Chagall began work on this series in 1931. Traveling to Palestine, he completed a number of studies in gouache that served as models for 'The Bible' series engravings. By 1939, at the time of Ambroise Vollard's death, Chagall had finished sixty-six etchings. Vollard's death, along with Chagall's imprisonement for a brief period under the Vichy government, put a hold on the creation of 'The Bible' series. Following this experience, Chagall moved to New York. In 1948 he returned to France permanently, where he continued with 'The Bible' series project, finishing the black and white portfolio in 1956.
The illustrated scenes come from twelve books of the Bible including The Book of Genesis, Exodus, Numbers, Deuteronomy, Joshua, Judges, Samuel, Kings, Isaiah, Jeremiah, Lamentations and Ezekiel. Chagall's images often focus on the complex relationship between God and man. Men are called by God to perform great acts, but remain very human, capable of weakness, doubt, deception, lust, and treachery. We see this in such prints as those that illustrate the story of Jacob, father of the twelve tribes of Israel, who deceives his father, Isaac, in order to receive a blessing in place of his brother. The story of Joseph, who is sold into slavery by his jealous brothers. And the story of David, who lusts after Bathsheba, subsequently sending an innocent man to his death.
'The Bible' series, illustrated with 105 engravings made by Marc Chagall, between 1930 and 1955, was ultimately published by Teriade in 1956. Teriade also brought out an issue of the review 'Verve' (nos. 33-34) which was exclusively devoted to reproductions, made by the photogravure process, of all 105 of the original etchings. For this number of 'Verve', Chagall composed 16 full-page color lithographs (of which we picture 15 on our website), and 12 in black and white, in addition to the cover and the title page.
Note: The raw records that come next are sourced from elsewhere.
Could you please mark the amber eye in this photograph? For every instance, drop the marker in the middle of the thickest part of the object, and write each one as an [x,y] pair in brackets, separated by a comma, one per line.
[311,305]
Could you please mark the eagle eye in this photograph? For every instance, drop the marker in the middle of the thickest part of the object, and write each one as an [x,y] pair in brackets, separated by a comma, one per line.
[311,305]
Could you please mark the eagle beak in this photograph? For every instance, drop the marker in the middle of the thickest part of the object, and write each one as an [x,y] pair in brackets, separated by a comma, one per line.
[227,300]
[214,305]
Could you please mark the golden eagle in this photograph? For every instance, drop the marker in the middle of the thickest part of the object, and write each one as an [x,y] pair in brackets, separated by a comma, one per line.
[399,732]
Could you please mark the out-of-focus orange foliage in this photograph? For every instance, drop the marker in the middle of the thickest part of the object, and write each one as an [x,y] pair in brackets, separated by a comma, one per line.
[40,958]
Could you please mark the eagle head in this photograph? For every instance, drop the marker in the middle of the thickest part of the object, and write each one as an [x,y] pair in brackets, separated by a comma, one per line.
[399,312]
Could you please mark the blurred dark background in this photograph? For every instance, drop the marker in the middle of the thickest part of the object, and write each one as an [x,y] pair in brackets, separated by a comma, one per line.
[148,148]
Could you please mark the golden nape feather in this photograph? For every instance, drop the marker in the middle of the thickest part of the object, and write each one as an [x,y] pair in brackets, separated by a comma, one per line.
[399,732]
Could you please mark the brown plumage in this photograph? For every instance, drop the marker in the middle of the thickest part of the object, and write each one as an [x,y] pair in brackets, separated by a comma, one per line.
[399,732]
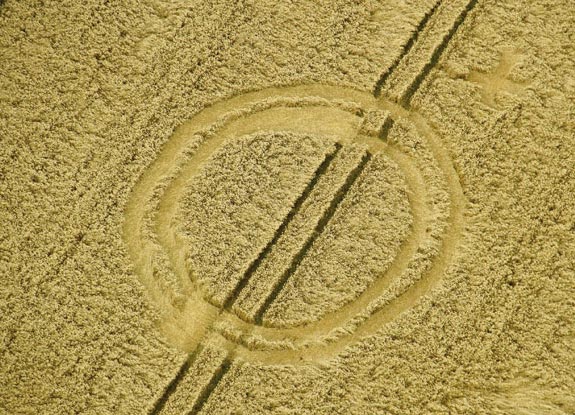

A total of 6,500 copies of the review were printed. All the color lithographs were printed separately in an edition of 75 copies numbered and signed on Arches paper. All the black and the white lithographs were also printed in an edition of 75 copies on the Arches paper, but only 5 of these: nos. 136-137-144-146, were numbered and signed.
Marc Chagall also completed several other suites based on the Bible including a set of color lithographs executed in1960, seven pieces from his 1966 large-scale series, The Story of Exodus, and a series of twelve 20-color lithographs executed in collaboration with his master printer Charles Sorlier devoted to the Twelve Tribes of Israel.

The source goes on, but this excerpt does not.